ACOs May Curb Variation in Care
ACOs might be most useful, he maintained, by reducing variation in quality and cost in the “3 big-ticket areas” of treatment decision-making and therapeutic intervention, identification and management of side effects, and the delivery of end-of-life palliative care. Studies have demonstrated significant variation by specialty, geographic area, hospital, and race/ethnicity.
Variation in care is relevant to ACOs for several reasons. Variation in quality suggests basic problems with cancer care delivery: overtreatment, undertreatment, or both. It also suggests the need for evidence-based medicine, quality measurements, and shared decision-making.
Variation in costs suggests there is a place for business in setting quality and eliminating waste, for example, by improving coordination across care settings, Dr Miller said.
ACOs are relevant in this setting, he noted, because “both hospitals and physicians would have ‘skin in the game’ with respect to optimizing efficiency of cancer care,” but there is “major work ahead in defining optimally efficient practices,” he added.
“We need to define what constitutes efficient care in oncology, because a lot of money is at stake,” Dr Miller emphasized.
The Challenges of ACOs for Oncology
The challenges in developing ACOs for cancer care primarily reflect that cancer is so complex, encompassing a variety of specialists (in separate silos), surgeries, imaging, and medications. As such, cancer-related costs are substantial, especially in the initial diagnostic period, but there are also continuing costs pertaining to disease recurrence and end-of-life patient care.
Although medical oncologists usually serve as the primary provider of care for cancer patients, primary care providers (PCPs)—who are less in - formed about cancer—are sometimes tapped for this role, at least after the initial treatment period. “The challenge for PCPs to manage that care and ensure high quality and low cost is monumental,” Dr Miller suggested.

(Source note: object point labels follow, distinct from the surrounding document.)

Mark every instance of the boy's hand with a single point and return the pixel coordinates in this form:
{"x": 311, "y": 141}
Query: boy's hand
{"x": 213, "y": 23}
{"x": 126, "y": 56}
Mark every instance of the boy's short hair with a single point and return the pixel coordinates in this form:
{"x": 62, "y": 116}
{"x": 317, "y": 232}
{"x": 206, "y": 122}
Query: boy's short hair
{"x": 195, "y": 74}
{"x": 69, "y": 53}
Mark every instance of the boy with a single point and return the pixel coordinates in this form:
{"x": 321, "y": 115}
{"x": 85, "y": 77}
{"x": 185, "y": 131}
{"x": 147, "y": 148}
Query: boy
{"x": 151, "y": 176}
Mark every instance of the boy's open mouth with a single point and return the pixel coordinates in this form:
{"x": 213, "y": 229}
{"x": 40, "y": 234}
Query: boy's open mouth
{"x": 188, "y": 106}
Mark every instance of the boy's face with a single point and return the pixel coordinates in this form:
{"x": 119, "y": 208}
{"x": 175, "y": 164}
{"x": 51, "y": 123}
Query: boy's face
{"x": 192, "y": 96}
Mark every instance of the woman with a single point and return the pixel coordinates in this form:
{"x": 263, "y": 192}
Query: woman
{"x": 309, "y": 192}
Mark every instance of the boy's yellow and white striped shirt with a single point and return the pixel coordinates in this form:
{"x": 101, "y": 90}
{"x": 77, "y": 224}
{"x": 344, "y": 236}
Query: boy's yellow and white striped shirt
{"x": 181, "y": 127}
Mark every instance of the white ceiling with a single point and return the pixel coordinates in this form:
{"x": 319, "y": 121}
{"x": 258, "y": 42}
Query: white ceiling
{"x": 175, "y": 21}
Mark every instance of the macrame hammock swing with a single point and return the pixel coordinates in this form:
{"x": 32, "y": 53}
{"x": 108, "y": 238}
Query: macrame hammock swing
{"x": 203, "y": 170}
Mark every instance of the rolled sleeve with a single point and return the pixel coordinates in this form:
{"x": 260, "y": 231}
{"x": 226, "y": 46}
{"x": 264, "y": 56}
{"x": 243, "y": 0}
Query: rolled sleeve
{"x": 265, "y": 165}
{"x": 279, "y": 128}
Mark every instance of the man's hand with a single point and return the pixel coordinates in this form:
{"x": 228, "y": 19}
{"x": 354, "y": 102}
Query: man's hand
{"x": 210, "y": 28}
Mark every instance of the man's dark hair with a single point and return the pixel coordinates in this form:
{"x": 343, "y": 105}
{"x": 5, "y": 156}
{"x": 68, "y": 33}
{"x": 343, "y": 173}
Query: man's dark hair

“We feel the locus of control is best kept in the oncology field, he said.” There are other “pragmatic issues,” he added. For example, oncologists may be unwilling to participate in an ACO led by a small hospital or primary care group. “The truth is, oncologists are unlikely to participate in an ACO voluntarily if it is led by a primary care group or small hospital,” Dr Miller said. “And if oncologists are not participating, there will be a huge cost center left outside of the scope of this policy lever. It will be hard to achieve savings goals without the involvement of cancer care.”
Questions for Oncologists
“There is no question that ACOs hold some promise, and we should all be considering how this and other policy reforms could be used to improve patient care,” Dr Miller said.
However, he said, there are practical issues to be resolved:
- Can oncology specialists form their own ACOs?
- Will oncologists and cancer hospitals function as “free agents” that compete for referrals based on cost and quality?
- How can quality of cancer care best be measured within an ACO?
- Should oncologists be able to “lead within their ACOs,” will this translate into cost-savings?
Dr Miller said that “it feels good, but whether it achieves cost-savings is unknown.”